Под влиянием алкоголя Петр Петрович стал раздваиваться. Это неправда, что у пьяных двоится в глазах, – они сами делятся надвое. Петр Петрович номер один, наиболее трезвый из двух, в этот момент беззвучно закричал караул. Он считал, что неосторожно было даже заводить разговор об Универсальном уравнении, а уж разъяснять пути его решения и вовсе было равно самоубийству. Петр же Петрович номер два чувствовал, что настал момент выйти из вынужденной отставки и снова начать удивлять толпу. Сначала верх стал одерживать Номер один: он попытался переменить тему разговора.

– Могу ли я со своей стороны узнать, гражданин Беззуб, – произнес он, с трудом чеканя слова, – как зовут вашу собачку и чем вы ее кормите?

И он залился икающим смехом, считая, что позволил себе тонкую шутку, которая к тому же даст ему возможность, никого не обижая, совершить акт гуманизма. Ну и что, что он недолюбливал поповское племя: этот, с его прикованным к ветчине бездонным взглядом, ничего, кроме жалости, не вызывал.

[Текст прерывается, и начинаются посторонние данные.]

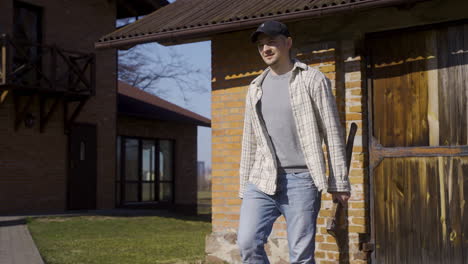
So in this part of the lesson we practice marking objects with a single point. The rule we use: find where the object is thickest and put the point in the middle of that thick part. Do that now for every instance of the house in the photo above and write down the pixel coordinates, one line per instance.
(398, 70)
(158, 140)
(71, 138)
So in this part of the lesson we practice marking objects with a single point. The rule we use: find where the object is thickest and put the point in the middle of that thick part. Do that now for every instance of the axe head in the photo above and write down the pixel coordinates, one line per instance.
(332, 226)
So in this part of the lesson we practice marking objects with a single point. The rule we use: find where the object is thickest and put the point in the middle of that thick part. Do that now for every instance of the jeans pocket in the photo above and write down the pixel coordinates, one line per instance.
(302, 175)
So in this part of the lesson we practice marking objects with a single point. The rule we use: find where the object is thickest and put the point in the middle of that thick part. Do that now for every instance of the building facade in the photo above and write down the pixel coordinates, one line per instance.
(397, 70)
(60, 126)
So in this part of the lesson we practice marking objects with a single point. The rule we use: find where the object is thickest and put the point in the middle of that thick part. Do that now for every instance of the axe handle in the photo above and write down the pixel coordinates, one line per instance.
(331, 223)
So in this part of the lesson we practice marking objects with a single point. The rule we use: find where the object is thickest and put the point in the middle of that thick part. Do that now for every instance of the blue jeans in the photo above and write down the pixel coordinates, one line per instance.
(298, 199)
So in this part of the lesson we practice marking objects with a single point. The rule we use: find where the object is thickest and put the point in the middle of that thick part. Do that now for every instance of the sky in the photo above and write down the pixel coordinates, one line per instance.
(199, 56)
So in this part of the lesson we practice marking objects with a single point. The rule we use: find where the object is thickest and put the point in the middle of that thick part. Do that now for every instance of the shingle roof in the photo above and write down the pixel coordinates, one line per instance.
(138, 103)
(186, 20)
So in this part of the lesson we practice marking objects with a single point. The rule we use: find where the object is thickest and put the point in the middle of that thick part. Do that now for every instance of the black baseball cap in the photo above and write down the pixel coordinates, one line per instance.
(271, 28)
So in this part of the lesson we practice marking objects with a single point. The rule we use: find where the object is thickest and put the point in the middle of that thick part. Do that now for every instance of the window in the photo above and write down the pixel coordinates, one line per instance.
(145, 170)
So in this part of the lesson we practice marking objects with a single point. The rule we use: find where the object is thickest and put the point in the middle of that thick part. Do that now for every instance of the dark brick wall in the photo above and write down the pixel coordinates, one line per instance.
(33, 166)
(185, 137)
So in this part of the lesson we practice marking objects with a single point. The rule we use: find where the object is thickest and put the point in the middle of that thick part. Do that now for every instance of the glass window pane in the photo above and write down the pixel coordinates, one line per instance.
(165, 191)
(131, 192)
(148, 160)
(165, 160)
(148, 192)
(131, 159)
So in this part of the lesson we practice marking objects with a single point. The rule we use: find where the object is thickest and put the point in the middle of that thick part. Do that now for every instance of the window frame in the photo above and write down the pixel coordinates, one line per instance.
(120, 181)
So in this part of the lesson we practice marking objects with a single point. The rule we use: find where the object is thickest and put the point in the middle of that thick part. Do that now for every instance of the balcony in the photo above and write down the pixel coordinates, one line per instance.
(29, 70)
(30, 66)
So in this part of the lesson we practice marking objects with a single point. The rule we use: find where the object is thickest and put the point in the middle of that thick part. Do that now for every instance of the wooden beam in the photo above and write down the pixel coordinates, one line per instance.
(3, 68)
(44, 116)
(21, 112)
(74, 115)
(3, 96)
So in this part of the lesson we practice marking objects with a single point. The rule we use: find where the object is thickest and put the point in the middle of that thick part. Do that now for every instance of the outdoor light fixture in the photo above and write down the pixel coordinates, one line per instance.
(29, 120)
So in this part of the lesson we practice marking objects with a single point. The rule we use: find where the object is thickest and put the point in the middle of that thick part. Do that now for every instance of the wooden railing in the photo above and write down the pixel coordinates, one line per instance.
(46, 67)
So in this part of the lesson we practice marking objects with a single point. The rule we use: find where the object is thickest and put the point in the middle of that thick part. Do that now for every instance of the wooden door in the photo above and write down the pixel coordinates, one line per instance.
(418, 87)
(82, 167)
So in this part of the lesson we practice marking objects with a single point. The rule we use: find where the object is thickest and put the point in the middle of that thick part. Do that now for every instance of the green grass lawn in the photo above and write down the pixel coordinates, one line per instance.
(104, 239)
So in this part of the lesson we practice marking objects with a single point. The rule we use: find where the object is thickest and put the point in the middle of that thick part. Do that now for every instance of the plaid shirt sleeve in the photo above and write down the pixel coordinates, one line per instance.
(338, 180)
(249, 147)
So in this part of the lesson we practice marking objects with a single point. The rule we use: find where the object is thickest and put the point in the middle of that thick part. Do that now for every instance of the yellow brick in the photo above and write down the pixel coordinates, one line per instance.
(356, 91)
(331, 239)
(236, 201)
(328, 246)
(234, 217)
(234, 104)
(354, 116)
(356, 213)
(319, 238)
(333, 255)
(357, 172)
(329, 68)
(355, 109)
(320, 254)
(357, 204)
(356, 180)
(357, 229)
(217, 105)
(358, 220)
(355, 84)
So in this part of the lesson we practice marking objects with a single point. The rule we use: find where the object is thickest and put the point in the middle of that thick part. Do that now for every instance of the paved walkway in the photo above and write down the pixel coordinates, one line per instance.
(16, 244)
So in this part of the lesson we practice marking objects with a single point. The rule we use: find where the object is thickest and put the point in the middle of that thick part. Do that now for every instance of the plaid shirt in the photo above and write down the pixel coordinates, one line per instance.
(316, 116)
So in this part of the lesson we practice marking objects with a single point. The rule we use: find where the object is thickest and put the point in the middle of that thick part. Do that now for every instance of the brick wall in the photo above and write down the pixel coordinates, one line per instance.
(33, 165)
(185, 137)
(235, 63)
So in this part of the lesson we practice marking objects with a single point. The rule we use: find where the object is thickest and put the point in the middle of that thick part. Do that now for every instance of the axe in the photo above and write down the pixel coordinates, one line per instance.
(333, 226)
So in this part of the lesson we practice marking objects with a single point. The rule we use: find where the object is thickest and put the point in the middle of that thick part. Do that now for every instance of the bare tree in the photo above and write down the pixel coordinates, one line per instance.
(145, 66)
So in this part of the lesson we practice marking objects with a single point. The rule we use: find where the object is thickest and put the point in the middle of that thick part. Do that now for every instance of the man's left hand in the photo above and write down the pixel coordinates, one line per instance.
(341, 197)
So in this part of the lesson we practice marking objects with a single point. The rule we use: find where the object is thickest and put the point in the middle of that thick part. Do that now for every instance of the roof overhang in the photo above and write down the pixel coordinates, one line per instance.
(134, 35)
(135, 8)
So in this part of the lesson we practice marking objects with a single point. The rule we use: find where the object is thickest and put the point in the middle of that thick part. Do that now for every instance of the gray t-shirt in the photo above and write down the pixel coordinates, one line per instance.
(276, 111)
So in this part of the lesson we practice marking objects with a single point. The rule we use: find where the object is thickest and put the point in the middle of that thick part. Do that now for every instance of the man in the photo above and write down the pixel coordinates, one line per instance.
(289, 111)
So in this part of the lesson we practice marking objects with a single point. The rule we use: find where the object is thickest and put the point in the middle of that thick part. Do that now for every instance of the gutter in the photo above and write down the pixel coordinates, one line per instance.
(177, 36)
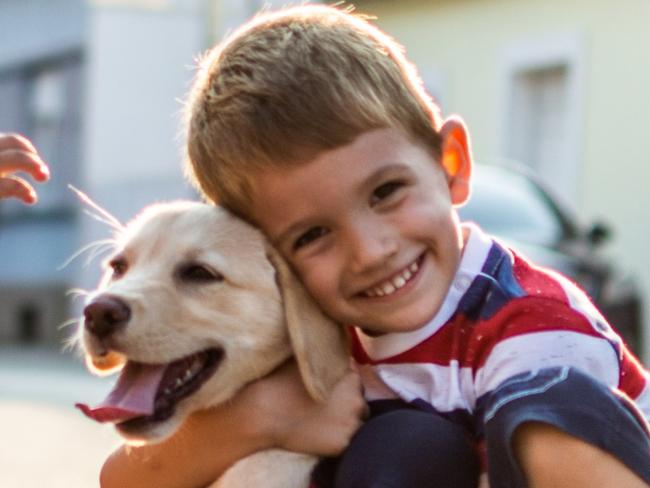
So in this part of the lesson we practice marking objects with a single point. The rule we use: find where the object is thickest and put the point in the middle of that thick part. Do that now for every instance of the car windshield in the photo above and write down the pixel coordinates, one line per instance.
(508, 205)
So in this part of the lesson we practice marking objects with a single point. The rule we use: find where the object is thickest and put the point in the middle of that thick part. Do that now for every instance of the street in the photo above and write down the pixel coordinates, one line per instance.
(46, 441)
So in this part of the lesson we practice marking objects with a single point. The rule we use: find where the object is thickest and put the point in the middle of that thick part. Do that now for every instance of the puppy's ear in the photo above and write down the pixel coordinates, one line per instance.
(320, 346)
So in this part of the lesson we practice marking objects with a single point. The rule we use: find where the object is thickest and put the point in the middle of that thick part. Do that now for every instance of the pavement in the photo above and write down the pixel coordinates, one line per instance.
(46, 441)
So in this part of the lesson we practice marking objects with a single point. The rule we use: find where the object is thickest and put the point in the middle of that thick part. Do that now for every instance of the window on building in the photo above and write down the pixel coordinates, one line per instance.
(539, 118)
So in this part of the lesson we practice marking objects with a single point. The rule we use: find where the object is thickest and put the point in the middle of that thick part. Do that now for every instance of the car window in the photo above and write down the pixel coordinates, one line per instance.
(509, 205)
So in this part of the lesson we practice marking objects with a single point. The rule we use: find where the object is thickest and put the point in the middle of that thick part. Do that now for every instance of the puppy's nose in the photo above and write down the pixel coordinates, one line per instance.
(104, 315)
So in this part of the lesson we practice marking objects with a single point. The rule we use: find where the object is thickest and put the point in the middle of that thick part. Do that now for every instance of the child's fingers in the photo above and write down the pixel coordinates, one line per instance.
(16, 141)
(14, 187)
(13, 160)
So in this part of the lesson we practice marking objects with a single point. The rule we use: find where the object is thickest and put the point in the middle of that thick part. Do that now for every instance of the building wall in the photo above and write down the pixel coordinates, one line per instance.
(464, 48)
(41, 96)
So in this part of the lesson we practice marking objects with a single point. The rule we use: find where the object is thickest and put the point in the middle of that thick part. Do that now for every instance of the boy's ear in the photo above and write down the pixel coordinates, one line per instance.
(320, 346)
(456, 158)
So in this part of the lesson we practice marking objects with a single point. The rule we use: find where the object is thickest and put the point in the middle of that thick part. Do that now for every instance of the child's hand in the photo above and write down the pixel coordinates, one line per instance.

Беззуб не моргнув глазом ответил:

– Я стараюсь кормить его как можно реже и только тем, что не надо жевать, потому что у него больше нет зубов. А зову я его Поп-Собака.

Речь Беззуба и его повадки были нарочито простонародными, однако за всем этим чувствовался недремлющий ум. Петр Петрович номер один задумался, как ему предложить сидящему на полу священнику кусочек ветчины или осетрины и при этом не обращаться с ним ни как с собакой (что было бы обидно для него), ни как со священником (что было бы обидно для Беззуба, чье благорасположение было так важно для Петра Петровича номер два).

– Вы п-п-позволите, – произнес он утонченно-светским тоном, – вы п-п-позволите, товарищ Беззуб, п-п-пригласить его п-п-преосвященство разделить нашу с-с-скромную т-т-трапезу?

Согласные давались ему все труднее, но ирония должна была завуалировать учтивость, а учтивость иронию.

Беззуб пожал плечами.

– Что, собака, жрать хочешь?

Из изуродованного рта донеслись первые звуки:

– Пить. Воды.

Горшков поспешил раздобыть стакан, который Петр Петрович номер один, в восторге от своей находчивости, пожелал наполнить собственноручно. Звякая цепями, священник выхватил стакан у него из рук. Когда его распухшие, потрескавшиеся губы втянули последнюю каплю, он вернул стакан и прошелестел:

– Ну а решение, решение-то?

– Верно, – подхватил Беззуб. – На кой оно нужно, ваше уравнение? Для электрификации деревни?

Тогда Петр Петрович номер два, внезапно выскочив из-за спины Петра Петровича номер один, полностью завладел разговором, сопровождая свою речь интеллектуальными гримасами.

– Хе-хе-хе, товарищ Беззуб, вы и не подозреваете, как верно то, что вы сказали. С тех пор как существует человек, он не устает задавать одни и те же вопросы: откуда я взялся? зачем живу? зачем существует все на свете? и что было бы, если бы ничего этого не было? И это его беспокойство вполне оправданно. Но, возможно, он зря обращается со своими вопросами к философам и основателям религий. Возможно, обратись он к людям науки, он уже давно получил бы на них ответы. А? Как вы думаете, разве люди науки не наиболее компетентная инстанция, способная помочь ему?

Тут Петр Петрович номер два с хитрым видом склонил голову набок.

– Ну и что же ответили люди науки? – отозвался Беззуб, как прежде невозмутимый и как прежде настороже.

Где-то на заднем плане Петр Петрович номер один, заламывая руки, умолял своего двойника пощадить его, пощадить самого себя, изо всех сил стараясь напомнить ему, где он находится и с кем говорит, но Номер два, едва различавший в тумане эту отчаянно жестикулирующую немую фигурку – как на перроне вокзала или в кошмарном сне, – даже не удосужился ответить ему, что он прекрасно понимает, что делает, что он среди друзей и что, в конце концов, он будет говорить завуалированно, так что никто ничего не поймет.